Sanibel Black Bear Relocated Off-Island
Today, at approximately 1p.m., the Florida Fish and Wildlife Conservation Commission (FWC) successfully tranquilized the Florida black bear that was first detected on Sanibel Island last June.
Over the past 10 days, the black bear began to demonstrate nuisance behavior. The City of Sanibel Natural Resources Department, Sanibel Police Department, Public Works Department and the J.N. “Ding” Darling National Wildlife Refuge, worked in conjunction with FWC to safely relocate the bear off-island. FWC officials estimate the male bear to be 3.5 years old and between 200 and 250 pounds.
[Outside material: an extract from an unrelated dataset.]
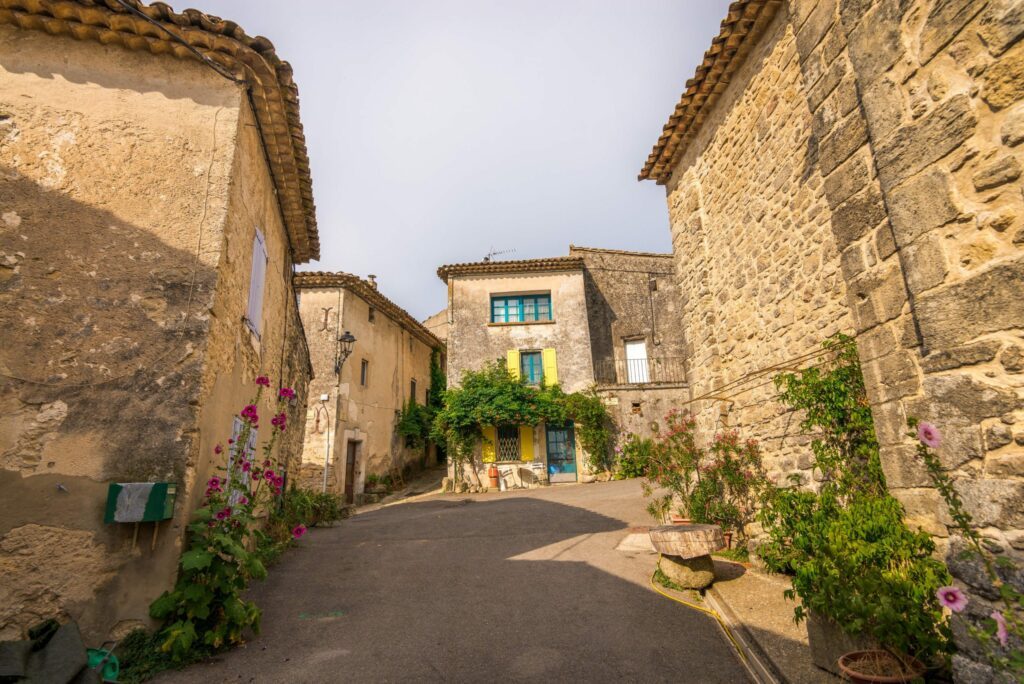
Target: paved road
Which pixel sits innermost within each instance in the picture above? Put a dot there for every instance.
(498, 587)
Last evening, at approximately 10:12 p.m., the City of Sanibel received a 9-1-1 call when the bear was nearly hit by a vehicle on East Periwinkle Way. The first confirmed sighting of the black bear on Sanibel was June 27, 2011, when a remote wildlife camera at J.N ‘Ding” Darling National Wildlife Refuge captured an image of a sub adult Florida black bear, approximately 1.5 years old, weighing 40-60 pounds. The bear was photographed by a motion activated, infrared camera at the Bailey Tract. Since 2011, there have been numerous confirmed sightings of the black bear on Sanibel.
In making this announcement, Sanibel City Manager Judith Zimomra stated, “Through our Vision Statement, the City of Sanibel places the highest priority on protecting wildlife and wildlife habitat. In the case of this black bear, over the past two weeks, it became very clear his opportunity to live a long happy life would be best off-island where he can find a mate and live the remainder of his years happily and safely in a more natural, non-residential bear habitat.” Zimomra further stated, “Over the last several days as the bear began to frequent neighborhoods, including porches, our community was extremely helpful in detecting the bear’s patterns with their prompt phone calls to the Sanibel Police Department, reporting the whereabouts of the bear. Additionally, through their knowledge of our island and habitat, our City employees were particularly useful partners to the FWC during this endeavor.”
Black bears are native to Florida and are protected under state and federal laws. Dwindling populations in Florida has caused this sub species to be listed as “threatened” under the Endangered Species Act. It is illegal to approach or harass this animal.